If you only had two objects you would simply weight the two objects against each other. The heavier object is instantly identifiable. The eight object problem can be solved with only two weighings. The trick, as the OP noted, is to weigh more than a pair of objects at a time (at least the first time, anyhow).

Last edited: Sep 20, 2007
6. Sep 20, 2007

### Capuchin

If you know that the offending ball weighs more, then you can weigh 3 vs 3, if they balance then measure the other 2 and the heavier one is your ball, if they dont then weigh 2 of the heavier 3 against each other, if they balance it's the left over one otherwise it's the heavier one.

Is it possible if you don't know that the other ball is heavier? Or do you need 3 weighings?

7. Sep 20, 2007

### Wonderballs

You never specified which president was playing the match, you could have a variable of answers depending on your own political views.

8. Sep 20, 2007

### Capuchin

You have two cows...

9. Sep 20, 2007

### NeoDevin

Maybe they're trying to find the one with explosives in it so they can give that one to the president. Given the current president of the US, that would seem the better option.

10. Sep 20, 2007

### arildno

This is the kind of terrorist dilemma that proves you should only handle your own balls, and never anybody else's.

11. Oct 15, 2007

### Wild Angel

Weigh 2 balls if there is a mass difference discard the one with the higher mass and if they are the same take both and discard the rest or if they still aren't sure discard all .Im sure Tokyo is at no shortage of ping pong balls. by the way I agree with NeoDevin

Last edited by a moderator: Oct 15, 2007
12. Jan 4, 2008

### Werg22

Ok, it took a good 20 minutes but I've got it. Label the balls a, b, c, d, e, f, g, h. Weight a, b, c against d, e, f. If they level out, then weight g against h and you're done. If they don't level out (for simplicity we'll say that a, b, c is heavier), then weight g, b, d against a, e, f. If they level out, then it is c. If g, b, d is heavier, it is b. If a, e, f is heavier, it is a.
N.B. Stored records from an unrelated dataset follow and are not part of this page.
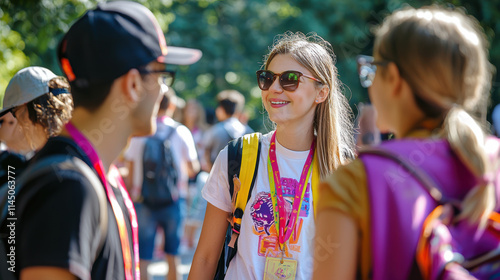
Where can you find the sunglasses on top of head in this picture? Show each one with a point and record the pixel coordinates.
(367, 67)
(289, 80)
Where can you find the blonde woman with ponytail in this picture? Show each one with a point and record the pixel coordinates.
(428, 75)
(313, 135)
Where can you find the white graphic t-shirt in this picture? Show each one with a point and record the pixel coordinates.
(258, 238)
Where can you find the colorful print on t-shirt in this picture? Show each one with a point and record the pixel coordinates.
(262, 215)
Edit: I overcomplicated things. It's much more simple to weight d against e for the second weighing.

Last edited: Jan 5, 2008
13. Aug 19, 2009

### pingpongballs

Assume x = bomb, o = normal

Weigh 3 random balls against 3 other random balls, so that 2 are unweighed.

If the 3 vs. 3 balances, then one of the 2 unweighed is the bomb. Weigh those two and the heavier one is the bomb. (ooo vs ooo = balanced; xo not weighed --> weigh the xo not weighed --> heavier ball is x)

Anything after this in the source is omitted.